2. Eat healthier. Fast food, junk food and cheese from a can all seem like a quick fix to your "hunger" problem. Just grab something to go, wolf it down, and you'll be back to work in no time, right? Unfortunately, not only is a constant diet of junk bad for your health, it can be bad for your productivity. Studies show that eating balanced meals helps boost concentration, and the chemicals found in vegetables like cabbage, broccoli and cauliflower improve memory and retention. Meanwhile, sugary and fatty foods may provide a short boost in dopamine, but their effects quickly wear off, leading to a crash. The same happens with too much caffeine. Even making small changes in your diet -- substituting brown rice for white rice, or wheat bread for white, can make you more energized and ready to tackle your work.

3. Don't always socialize about the business. When socializing outside of the office, make sure to talk about things other than business. This has a twofold effect: One, you will reset your mind and come back to work the next day feeling refreshed; and two, you won't be known amongst your friends and colleagues as "He/She Who Can't Stop Talking About Work All The Time!"

4. Keep a meditative side. Regardless of your feelings on religion and spirituality, I feel it's healthy to cultivate a sense of introspection. This is best maintained by devoting a few minutes a day to some kind of meditation, prayer or deep thought.
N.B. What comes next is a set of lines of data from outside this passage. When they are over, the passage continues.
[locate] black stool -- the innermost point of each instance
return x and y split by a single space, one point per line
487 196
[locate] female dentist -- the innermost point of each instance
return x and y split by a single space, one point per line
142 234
It can refresh you for the rest of the day, and keep the smaller, less important stresses in your life in perspective. More scientifically, researchers found that those who meditated for about 30 minutes a day for eight weeks saw measurable changes in gray-matter density in parts of the brain that control memory, sense of self, empathy and stress.

5. Exercise -- at lunch. As a relatively new practitioner of Pilates, I can tell you personally that some kind of body conditioning can do wonders for both the body and mind. (Joseph Pilates, the creator of this particular system, believed in the interrelated nature of body/mind health.) I've found that going during lunch provides a natural break in the day, and actually gives you more energy to power through the afternoon. Whether you want to break a sweat or simply stretch away the fatigue, there are plenty of options for getting into shape and getting your mind right midday. You might even have time to grab a salad afterwards.

Entrepreneurship can be stressful -- it is, in some ways, part of the appeal. But just because it's hard work doesn't mean you aren't allowed to have a life as well. You, and probably your colleagues and company overall, will be better off if you the leader are rested and happy.